As for maintaining relations, Dingee recommends job seekers respond to recruiters, whether they are third party or corporate. She writes that if you don't want to deal with contingency staffing firms, it’s fine, but at least send a quick note of thank you/no thank you to get removed from their mailing list.
In her article, she advises candidates who are not interested in an opportunity let the recruiter know a particular job wasn’t a good fit, but what you'd really like is X, Y, and Z.
She says recruiters keep that information handy and because they may run across that position shortly, they are likely to call you again and let you know they found it.
Job Search Tips
Thakkar offers job seekers free resume critiques and the following tips:
1. Avoid cookie-cutter resumes that appear like everyone else’s.
2. Demonstrate quantifiable accomplishments through your resume.
3. Manifest your presence at hot recruitment hubs, such as Hcareers.com and hospitality industry blogs and social media avenues like Facebook and Twitter.
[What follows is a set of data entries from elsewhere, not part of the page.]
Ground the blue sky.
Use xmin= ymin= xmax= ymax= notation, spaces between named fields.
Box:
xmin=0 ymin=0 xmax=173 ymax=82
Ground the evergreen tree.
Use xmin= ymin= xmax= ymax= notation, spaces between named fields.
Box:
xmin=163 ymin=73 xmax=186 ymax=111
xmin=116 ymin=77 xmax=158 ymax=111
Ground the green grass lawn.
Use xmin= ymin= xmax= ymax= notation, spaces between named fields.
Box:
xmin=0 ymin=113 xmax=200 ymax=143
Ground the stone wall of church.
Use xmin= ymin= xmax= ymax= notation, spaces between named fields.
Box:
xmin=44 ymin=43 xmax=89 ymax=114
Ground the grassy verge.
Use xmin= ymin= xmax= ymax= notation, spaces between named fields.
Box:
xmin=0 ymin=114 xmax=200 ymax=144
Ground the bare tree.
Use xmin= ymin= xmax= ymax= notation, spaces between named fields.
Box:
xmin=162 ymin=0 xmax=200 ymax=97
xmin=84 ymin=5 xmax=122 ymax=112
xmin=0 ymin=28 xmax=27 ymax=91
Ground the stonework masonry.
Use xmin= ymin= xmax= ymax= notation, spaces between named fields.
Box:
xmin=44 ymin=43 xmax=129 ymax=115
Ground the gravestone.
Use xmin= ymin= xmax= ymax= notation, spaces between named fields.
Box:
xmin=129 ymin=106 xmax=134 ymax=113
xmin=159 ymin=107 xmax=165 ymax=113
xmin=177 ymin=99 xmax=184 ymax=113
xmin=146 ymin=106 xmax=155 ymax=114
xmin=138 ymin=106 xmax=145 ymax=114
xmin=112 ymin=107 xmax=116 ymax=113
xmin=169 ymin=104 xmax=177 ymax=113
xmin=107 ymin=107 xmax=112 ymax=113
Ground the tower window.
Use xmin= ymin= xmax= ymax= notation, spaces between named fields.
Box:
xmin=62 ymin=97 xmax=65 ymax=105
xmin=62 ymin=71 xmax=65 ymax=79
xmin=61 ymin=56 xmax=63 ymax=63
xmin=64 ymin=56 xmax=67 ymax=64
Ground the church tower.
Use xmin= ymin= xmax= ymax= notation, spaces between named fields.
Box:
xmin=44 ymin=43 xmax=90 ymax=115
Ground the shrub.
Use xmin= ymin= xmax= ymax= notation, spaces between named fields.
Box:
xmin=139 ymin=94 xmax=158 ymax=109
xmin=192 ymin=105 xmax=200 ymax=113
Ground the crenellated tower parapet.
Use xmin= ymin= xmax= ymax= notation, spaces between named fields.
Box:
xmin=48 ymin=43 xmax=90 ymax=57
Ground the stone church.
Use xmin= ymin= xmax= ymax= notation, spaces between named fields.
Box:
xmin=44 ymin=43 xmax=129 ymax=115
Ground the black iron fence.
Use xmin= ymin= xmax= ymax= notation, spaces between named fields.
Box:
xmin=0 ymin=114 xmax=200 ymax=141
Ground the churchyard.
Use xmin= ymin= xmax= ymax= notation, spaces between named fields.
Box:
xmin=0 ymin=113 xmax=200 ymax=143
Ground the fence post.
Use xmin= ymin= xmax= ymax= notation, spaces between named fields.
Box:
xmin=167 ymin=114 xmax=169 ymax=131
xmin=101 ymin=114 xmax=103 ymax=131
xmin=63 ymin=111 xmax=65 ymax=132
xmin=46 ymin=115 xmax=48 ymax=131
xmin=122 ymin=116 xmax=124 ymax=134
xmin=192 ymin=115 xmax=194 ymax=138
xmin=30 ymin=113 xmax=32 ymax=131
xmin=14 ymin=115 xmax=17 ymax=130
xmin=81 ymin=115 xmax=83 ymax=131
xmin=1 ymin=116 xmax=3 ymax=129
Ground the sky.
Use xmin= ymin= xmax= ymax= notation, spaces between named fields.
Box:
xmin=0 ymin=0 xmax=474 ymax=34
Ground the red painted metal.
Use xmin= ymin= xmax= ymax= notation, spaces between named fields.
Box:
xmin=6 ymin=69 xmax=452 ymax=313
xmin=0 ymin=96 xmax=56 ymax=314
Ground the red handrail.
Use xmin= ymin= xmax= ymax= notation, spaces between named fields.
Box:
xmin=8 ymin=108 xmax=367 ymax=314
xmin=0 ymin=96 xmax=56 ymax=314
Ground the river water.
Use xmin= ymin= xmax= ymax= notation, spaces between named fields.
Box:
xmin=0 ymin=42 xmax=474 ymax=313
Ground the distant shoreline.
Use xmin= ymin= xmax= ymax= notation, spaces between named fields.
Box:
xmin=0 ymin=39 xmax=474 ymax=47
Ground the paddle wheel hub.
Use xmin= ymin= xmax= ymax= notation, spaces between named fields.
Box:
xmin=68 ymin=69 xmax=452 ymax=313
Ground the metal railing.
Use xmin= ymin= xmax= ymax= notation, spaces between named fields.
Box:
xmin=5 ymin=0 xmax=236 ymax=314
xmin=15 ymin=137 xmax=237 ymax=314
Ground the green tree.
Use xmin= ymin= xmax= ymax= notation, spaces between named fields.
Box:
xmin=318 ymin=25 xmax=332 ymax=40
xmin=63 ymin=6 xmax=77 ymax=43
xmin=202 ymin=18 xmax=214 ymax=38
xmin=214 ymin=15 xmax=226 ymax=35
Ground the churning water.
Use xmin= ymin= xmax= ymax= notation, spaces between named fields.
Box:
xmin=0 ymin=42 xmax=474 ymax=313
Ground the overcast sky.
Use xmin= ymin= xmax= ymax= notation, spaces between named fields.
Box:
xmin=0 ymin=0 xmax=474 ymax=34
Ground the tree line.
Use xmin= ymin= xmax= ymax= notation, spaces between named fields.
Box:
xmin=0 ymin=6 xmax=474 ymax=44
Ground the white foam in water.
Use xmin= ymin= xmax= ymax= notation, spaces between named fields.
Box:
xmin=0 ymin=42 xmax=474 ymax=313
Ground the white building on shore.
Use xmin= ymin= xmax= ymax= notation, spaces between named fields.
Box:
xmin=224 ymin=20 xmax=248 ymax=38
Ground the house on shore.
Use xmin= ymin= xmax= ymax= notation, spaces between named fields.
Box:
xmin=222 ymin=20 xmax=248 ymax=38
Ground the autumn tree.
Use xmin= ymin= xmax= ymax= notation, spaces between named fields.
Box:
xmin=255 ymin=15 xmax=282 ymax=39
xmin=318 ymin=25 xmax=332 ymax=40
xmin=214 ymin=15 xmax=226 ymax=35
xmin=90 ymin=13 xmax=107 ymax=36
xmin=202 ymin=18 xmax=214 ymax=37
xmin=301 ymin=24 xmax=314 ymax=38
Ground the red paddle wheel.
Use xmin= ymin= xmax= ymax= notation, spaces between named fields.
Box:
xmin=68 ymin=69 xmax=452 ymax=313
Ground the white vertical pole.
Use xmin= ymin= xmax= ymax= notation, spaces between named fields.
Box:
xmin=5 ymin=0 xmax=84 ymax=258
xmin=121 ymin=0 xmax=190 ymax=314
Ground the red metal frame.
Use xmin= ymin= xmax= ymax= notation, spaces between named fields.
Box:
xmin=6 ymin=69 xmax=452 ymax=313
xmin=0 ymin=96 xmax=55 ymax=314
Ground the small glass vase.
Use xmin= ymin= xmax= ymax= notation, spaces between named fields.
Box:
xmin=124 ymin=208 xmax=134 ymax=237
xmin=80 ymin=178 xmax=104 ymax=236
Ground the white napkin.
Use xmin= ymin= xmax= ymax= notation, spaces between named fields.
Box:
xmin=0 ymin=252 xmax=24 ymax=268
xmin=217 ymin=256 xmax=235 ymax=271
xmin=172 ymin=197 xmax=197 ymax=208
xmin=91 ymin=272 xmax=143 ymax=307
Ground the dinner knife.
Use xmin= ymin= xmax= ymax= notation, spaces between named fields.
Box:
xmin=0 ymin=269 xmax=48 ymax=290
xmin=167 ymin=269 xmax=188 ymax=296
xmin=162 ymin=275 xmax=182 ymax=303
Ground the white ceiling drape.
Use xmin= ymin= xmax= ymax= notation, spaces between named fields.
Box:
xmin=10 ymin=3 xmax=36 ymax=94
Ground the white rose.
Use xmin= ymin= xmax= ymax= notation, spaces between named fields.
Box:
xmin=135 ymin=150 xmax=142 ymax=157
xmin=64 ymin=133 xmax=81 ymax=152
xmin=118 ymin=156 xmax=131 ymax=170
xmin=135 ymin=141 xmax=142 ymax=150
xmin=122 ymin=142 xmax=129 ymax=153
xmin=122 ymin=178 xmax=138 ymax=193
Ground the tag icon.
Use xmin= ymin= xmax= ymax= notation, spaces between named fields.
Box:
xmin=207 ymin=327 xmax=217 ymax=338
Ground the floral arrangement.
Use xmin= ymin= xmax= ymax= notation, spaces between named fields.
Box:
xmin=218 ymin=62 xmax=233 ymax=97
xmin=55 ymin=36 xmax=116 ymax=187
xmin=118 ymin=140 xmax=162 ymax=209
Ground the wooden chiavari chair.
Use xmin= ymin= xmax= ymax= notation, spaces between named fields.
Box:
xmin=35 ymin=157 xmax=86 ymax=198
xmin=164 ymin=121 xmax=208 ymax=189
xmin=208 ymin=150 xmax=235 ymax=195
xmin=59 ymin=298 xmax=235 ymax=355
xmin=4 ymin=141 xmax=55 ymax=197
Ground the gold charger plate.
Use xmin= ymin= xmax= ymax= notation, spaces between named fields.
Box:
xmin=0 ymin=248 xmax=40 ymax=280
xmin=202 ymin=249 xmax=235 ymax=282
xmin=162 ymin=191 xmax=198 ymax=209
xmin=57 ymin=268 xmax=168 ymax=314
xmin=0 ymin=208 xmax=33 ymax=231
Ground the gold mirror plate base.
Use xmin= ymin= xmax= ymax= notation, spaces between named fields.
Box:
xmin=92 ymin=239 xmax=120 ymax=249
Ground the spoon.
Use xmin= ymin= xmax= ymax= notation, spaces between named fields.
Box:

Don’t hesitate to cold call a potential employer.
4. Be omnipresent at networking events and opportunities.
5. Invest in your professional development and become familiar with cutting-edge trends, technologies, and processes within the hospitality industry.
6. Focus on branding and differentiating yourself
7. Create a solid, punch-driven executive summary on the resume.
8. Demonstrate past accomplishments on the resume. If you have turned-around a failing restaurant, highlight that on the resume as opposed to just saying “I managed a restaurant.” Focus, instead, on punch-driven statements, such as:
* Award-winning restaurant manager who took over a failing restaurant and repositioned it to achieve 210% growth.
* Overhauled and revitalized menus and gourmet offerings, retrained staff to focus on passionate customer service, and renegotiated vendor contracts to achieve 35% cost reduction.